- Invited speaker presentation
- Open Access
NK Cells and immune activation in HIV-1 infection
Retrovirologyvolume 7, Article number: I14 (2010)
Natural Killer (NK) cells have the potential to eliminate HIV-1 infected target cells and to influence the rate of HIV-1 disease progression. NK cells are, however, depleted during HIV-1 chronic infection and their functions remain diminished in individuals receiving antiretroviral therapy. Chronic immune activation may contribute to loss of NK cell functional potency in HIV-1 infection.
Here we investigate the contribution of HIV-1 viraemia and exposure to human cytomegalovirus (HCMV) to chronic NK cell activation and differentiation. We also assess the impact of HIV-1 on NK cells in the gastrointestinal (GI) tract and the association between microbial products translocated from the (GI) tract and chronic activation of NK cells.

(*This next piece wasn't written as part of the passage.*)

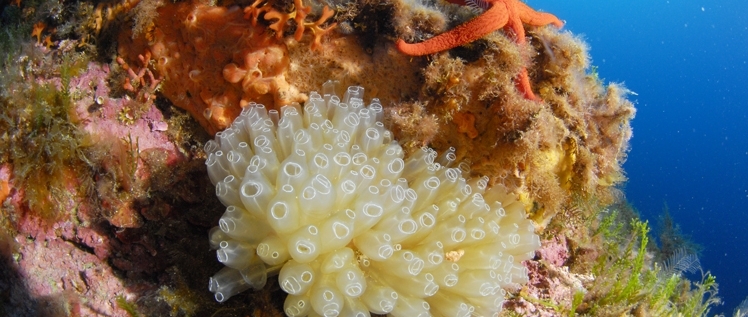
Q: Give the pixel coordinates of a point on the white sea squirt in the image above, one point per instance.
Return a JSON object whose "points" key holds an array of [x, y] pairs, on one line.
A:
{"points": [[323, 197]]}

Blood and colonic lamina propria NK cell activation and differentiation were studied in aviraemic and viraemic HIV-1 infected and HIV-1 seronegative control individuals without or with inflammatory bowel diseases (IBD). NK cell activation and receptor expression were assessed by flow cytometry, CMV exposure by anti-HCMV IgG Elisa and plasma lipopolysaccharide (LPS) by limulus amoebocyte assay.
HIV-1 plasma viraemia has a dominant impact on NK cell losses and chronic NK cell activation whereas differentiation of blood NK cell receptor expression is associated with exposure to HCMV in HIV-1+ individuals. HIV-1 plasma viraemia is also associated with depletion of NK cells in the colonic lamina propria whilst atypical gut NK cell differentiation occurs in both HIV-1+ individuals and in HIV-1- IBD patients. Plasma LPS is elevated both in viraemic and aviraemic HIV-1+ individuals and in IBD patients. Chronic NK cell activation is, however, reduced in aviraemic HIV-1+ individuals and is absent in IBD patients.
Depletion and chronic activation of NK cells is associated with HIV-1 viraemia whilst concomitant infections and ongoing inflammatory processes influence functional differentiation of NK cells in the blood and GI tract. These data have implications for innate immune competence in HIV-1 infected individuals.